Agências devem perceber o recado, segundo a Campaign
UK e a PRWeek A PRWeek informou que Unilever, TVC Capital e Affinity Group investiram um total de US$ 12 milhões e descreveu o sistema de software da CreatorIQ como uma solução que gerencia e otimiza campanhas conduzidas por criadores. A Campaign UK apresentou a mesma estrutura de acordo e enfatizou o interesse declarado da Unilever em integridade, transparência e mensuração. Em termos simples, o comprador está sinalizando que a camada intermediária da campanha não pode ser só vibes, relacionamentos e uma planilha chamada final_final_real. Agências ainda importam aqui, especialmente quando estratégia, julgamento criativo, negociações e cuidado com criadores estão envolvidos.
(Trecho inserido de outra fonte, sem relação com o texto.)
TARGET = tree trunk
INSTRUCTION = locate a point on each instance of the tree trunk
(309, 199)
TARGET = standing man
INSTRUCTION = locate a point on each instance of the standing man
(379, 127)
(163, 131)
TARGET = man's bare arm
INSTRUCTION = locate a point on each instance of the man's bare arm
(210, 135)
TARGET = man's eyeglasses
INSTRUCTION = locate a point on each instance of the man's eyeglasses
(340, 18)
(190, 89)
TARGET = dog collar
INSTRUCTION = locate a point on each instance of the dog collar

Mas, se marcas começarem a investir mais perto da camada de mensuração e fluxo de trabalho, as agências podem enfrentar mais pressão para se integrar a esses sistemas de forma limpa. A proposta de valor da agência passa de controlar o acesso aos criadores para tornar toda a operação com criadores mais fácil, segura e legível para a marca. É aqui também que construtores de plataformas devem prestar atenção. A CreatorIQ não está sendo discutida nessas reportagens como um aplicativo social de consumo, mas como software empresarial para programas corporativos com criadores. Isso é um lembrete útil de que a economia dos criadores não é feita apenas de feeds e botões de seguir; ela também envolve conformidade, atribuição, gestão de relacionamento e os dashboards profundamente nada sexy que decidem se os orçamentos serão renovados.
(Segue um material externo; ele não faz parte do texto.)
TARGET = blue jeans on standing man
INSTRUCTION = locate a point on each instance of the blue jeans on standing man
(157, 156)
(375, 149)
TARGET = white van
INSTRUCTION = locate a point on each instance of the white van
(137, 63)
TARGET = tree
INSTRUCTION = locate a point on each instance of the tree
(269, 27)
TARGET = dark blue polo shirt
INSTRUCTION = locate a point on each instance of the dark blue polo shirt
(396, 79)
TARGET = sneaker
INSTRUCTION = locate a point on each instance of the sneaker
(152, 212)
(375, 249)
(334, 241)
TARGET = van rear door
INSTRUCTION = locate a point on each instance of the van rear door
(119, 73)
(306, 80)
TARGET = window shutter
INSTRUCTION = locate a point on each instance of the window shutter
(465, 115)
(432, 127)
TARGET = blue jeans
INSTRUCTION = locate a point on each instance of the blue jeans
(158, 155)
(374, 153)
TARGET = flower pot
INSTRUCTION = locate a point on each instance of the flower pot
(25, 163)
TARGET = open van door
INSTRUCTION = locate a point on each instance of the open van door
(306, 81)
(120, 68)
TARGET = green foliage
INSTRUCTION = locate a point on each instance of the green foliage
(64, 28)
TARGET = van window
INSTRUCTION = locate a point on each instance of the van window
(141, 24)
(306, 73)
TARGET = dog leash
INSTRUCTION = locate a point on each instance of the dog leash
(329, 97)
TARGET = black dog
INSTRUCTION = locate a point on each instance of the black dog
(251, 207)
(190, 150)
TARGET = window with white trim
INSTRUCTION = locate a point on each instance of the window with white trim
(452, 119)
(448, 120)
O que criadores devem fazer agora, segundo
o sinal do WSJ O WSJ informou que o investimento da Unilever tinha muito a ver com entender melhor o marketing de influência, e que a Unilever o usava em grande escala. Se grandes compradores querem entendimento, criadores devem se preparar para serem compreensíveis sem deixar que cada marca transforme seu mídia kit em uma colonoscopia de dados. O movimento prático é saber o que você pode compartilhar, o que não vai compartilhar e como explicar desempenho sem inflar a história. Uma boa operação de criador agora parece entediante do melhor jeito possível. Mantenha registros de campanhas, esclareça direitos de uso, documente entregáveis e esteja pronto para explicar por que sua audiência combina com o objetivo do comprador. Nada disso substitui o trabalho criativo, mas torna esse trabalho criativo mais fácil de ser aprovado por equipes corporativas. A mudança cultural maior é que o marketing de criadores está saindo da fase de novidade. Quando uma empresa como a Unilever compra uma participação em uma plataforma como a CreatorIQ, isso sugere que o mercado está passando de gastos experimentais para conhecimento próprio e sistemas repetíveis. Fique de olho em mais marcas tentando se aproximar dos canos, porque a próxima disputa no marketing de criadores talvez não seja quem conhece mais influenciadores, mas quem possui o caminho mais limpo entre relacionamentos com criadores e decisões de negócio.